When you build thoughtful new hire check in questions and broader onboarding check in questions into your process, you create something far more useful than a box-checking exercise.
You create a practical system for listening early, responding quickly, and helping people succeed before preventable problems settle in.
The best 60 day reviews do not just measure progress. They improve it.
Best Practices & Dos and Don’ts for 60-Day Check-In Surveys
Crafting the perfect 60-day check-in survey is both an art and a science. Some best practices will make sure your survey actually gets filled out and drives change—rather than collecting digital dust.

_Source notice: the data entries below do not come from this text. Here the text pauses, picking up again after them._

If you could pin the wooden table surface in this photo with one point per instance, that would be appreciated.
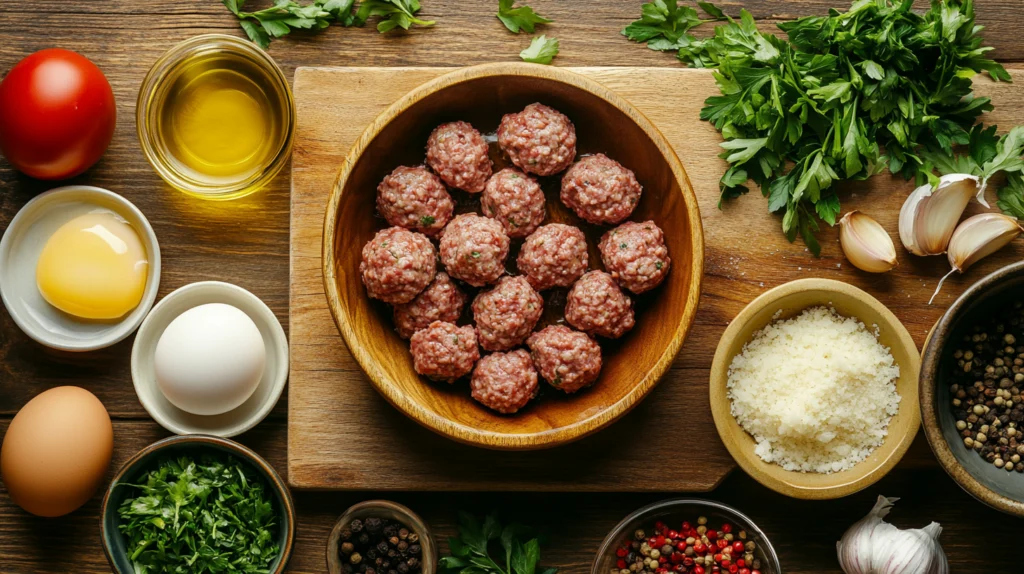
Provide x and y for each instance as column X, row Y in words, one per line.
column 246, row 243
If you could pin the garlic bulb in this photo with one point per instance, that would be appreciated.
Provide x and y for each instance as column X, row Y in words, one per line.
column 929, row 216
column 866, row 244
column 976, row 238
column 875, row 546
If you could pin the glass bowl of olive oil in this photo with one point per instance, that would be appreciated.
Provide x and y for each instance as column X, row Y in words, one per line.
column 215, row 117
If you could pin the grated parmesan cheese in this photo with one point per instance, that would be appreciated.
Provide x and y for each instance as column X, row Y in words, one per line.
column 816, row 391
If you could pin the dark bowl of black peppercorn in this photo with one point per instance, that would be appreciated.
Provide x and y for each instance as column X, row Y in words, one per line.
column 972, row 390
column 381, row 537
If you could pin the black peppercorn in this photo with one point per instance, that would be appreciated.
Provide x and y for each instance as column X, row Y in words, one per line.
column 373, row 525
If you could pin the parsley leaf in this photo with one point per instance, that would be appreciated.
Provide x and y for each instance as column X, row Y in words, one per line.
column 839, row 97
column 210, row 514
column 664, row 25
column 541, row 50
column 522, row 17
column 286, row 15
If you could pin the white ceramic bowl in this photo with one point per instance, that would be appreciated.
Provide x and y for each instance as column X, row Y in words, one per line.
column 233, row 422
column 19, row 250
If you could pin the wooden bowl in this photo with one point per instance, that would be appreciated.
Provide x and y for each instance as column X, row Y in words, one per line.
column 790, row 300
column 604, row 123
column 388, row 510
column 995, row 487
column 145, row 459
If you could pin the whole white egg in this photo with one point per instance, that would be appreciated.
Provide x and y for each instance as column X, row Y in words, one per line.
column 210, row 359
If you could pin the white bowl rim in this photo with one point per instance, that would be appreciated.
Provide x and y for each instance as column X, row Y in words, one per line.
column 230, row 294
column 133, row 319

- DO keep each 60-day survey short—ideally under 10 minutes
- DON’T overwhelm your audience with endless optional questions
- DO frame questions in a positive and actionable way
- DON’T inadvertently bias responses by leading with negative language
- DO assure either anonymity or strict confidentiality when appropriate
- DON’T make it obvious who said what, if it’s a sensitive topic
- DO use a mix of quantitative scales (like 1–10 ratings) and open-ended prompts for depth
- DON’T rely strictly on yes/no or scale-only questions
- DO always close the feedback loop with visible action—announce what you’re changing based on survey results
- DON’T let responses disappear into a void (nothing kills trust like silence)
Best practice: Always review and customize your 60-day survey questions for your unique team, product, or niche. No one-size-fits-all list can match what you’ll discover through your own questions, your culture, and your priorities.
By following these playful-yet-proven tips, you’ll get higher response rates, sharper insights, and a roadmap for ongoing improvement that people actually notice.
A well-run 60-day check-in survey is pure organizational magic. You’ll capture in-the-moment honesty, course-correct with confidence, and build loyalty that lasts. Choose your template, tweak your questions, and close the loop. Your team, your customers, your future self—all will thank you.
Conclusion
The 60-day check-in survey is your early warning system, cultural pulse, and engagement booster all wrapped in one. When you ask the right questions, at the right time, people feel heard—and you get data that actually drives action. Use these question sets and best practices to make your check-ins a launchpad for growth. Listen, learn, and adjust before habits harden or enthusiasm fades. And remember: feedback is a gift, but only if you use it!